Tuesday, January 03, 2012

Chase

Witness protection.

I was thinking today about how much cognitive dissonance I feel when I learn that someone has died. Your mind can't truly process death. I've looked at the condition in many ways, but it never makes any sense. It makes less sense than racism, my death. I do not understand dying.

In the beginning of last summer, a kid died. He wasn't a kid. He was about to go to college. But he had a condition where his heart was just a little misformed. Under the right conditions, his heart would stop beating. He died. When an old friend called me up, she was crying. My voice dropped an octave and I stated that I could not believe it. But I could. It made sense.

Later in the last summer, a student from Colgate died. I tried my very best to ignore the Facebook invite to his funeral. I did not want to know that he had lost his battle with cancer as I was beginning my studies at medical school. It was stressful. But it was also incredibly sad, because he had so many friends. He had been a kind but loud, hilarious but friendly type of person. I remember him so well that I could not believe he had died. But he had. And I believed it.

Today, my cousin died. He was not sick. I remember him. Not in small packets of flashbacks. Much more than that. I found out through facebook--his sister's wall post. And as I read the first line, I felt my senses distort. "Rest in Paradise." My mind immediately jumped to: He's moving? As I read through the paragraph, every verb written in the past tense only scratched harder at my consciousness. At the conclusion my mind blanked so I could only react with saying "no. no. no."

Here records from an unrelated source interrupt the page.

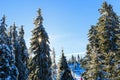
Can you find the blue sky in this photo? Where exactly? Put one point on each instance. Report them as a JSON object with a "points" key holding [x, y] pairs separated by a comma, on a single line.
{"points": [[66, 21]]}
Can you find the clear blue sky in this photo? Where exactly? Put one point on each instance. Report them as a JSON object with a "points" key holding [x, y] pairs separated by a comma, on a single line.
{"points": [[66, 21]]}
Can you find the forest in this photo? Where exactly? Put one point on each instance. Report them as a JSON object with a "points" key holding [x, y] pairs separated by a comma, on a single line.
{"points": [[101, 62]]}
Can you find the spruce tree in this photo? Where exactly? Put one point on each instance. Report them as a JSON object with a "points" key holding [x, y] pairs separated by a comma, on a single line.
{"points": [[108, 29], [64, 72], [40, 65], [8, 70], [54, 66], [23, 56], [104, 46], [3, 29]]}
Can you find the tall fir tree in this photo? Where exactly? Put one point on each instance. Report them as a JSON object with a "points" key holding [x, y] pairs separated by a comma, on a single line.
{"points": [[109, 29], [106, 50], [3, 29], [23, 56], [64, 72], [54, 66], [40, 65], [8, 70]]}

I refuse to believe it. Not because it is logically impossible but because I simply can't.

He was a funny, intelligent human being. So he can't be dead. He's only a teenager. That isn't fair. It will never be fair. My mind can't process it, so it's fallen into cognitive dissonance. It is playing around with reality. I refuse to believe that when I attend my sister's wedding this summer, with all my relatives, that he will not be standing among us. I refuse to believe that when Daft Punk starts touring for their Alive 2017 album that he will not be with his sister, my sister, and I in some city listening to their greatest hits. I refuse to believe this future because it feels like my own death. It is wrong. It is impossible.

So as my mind fills with memories of one of my favorite cousins, it only makes sense that he had witnessed some great crime and he was shuttled away to some South American country where he is making music on a cheap computer and watching the sun rise over the Andes.

I cannot afford to lose such a large percentage of my identity. My extended family is now misaligned. Will I ever be able to... feel normal... with my remaining cousins? We are an even number again. It would be easier for me just to assume that he is happier somewhere, and although I will never see him again, he is still alive. I understand now why some people believe in heaven. I am still opposed. But if ever a kid deserved eternal life, well, he's a good candidate.

So CIA/God, take good care of him. He may not have been the best human being in the entire world, but he was my favorite cousin. He was a good person, but more importantly, he deserves the best.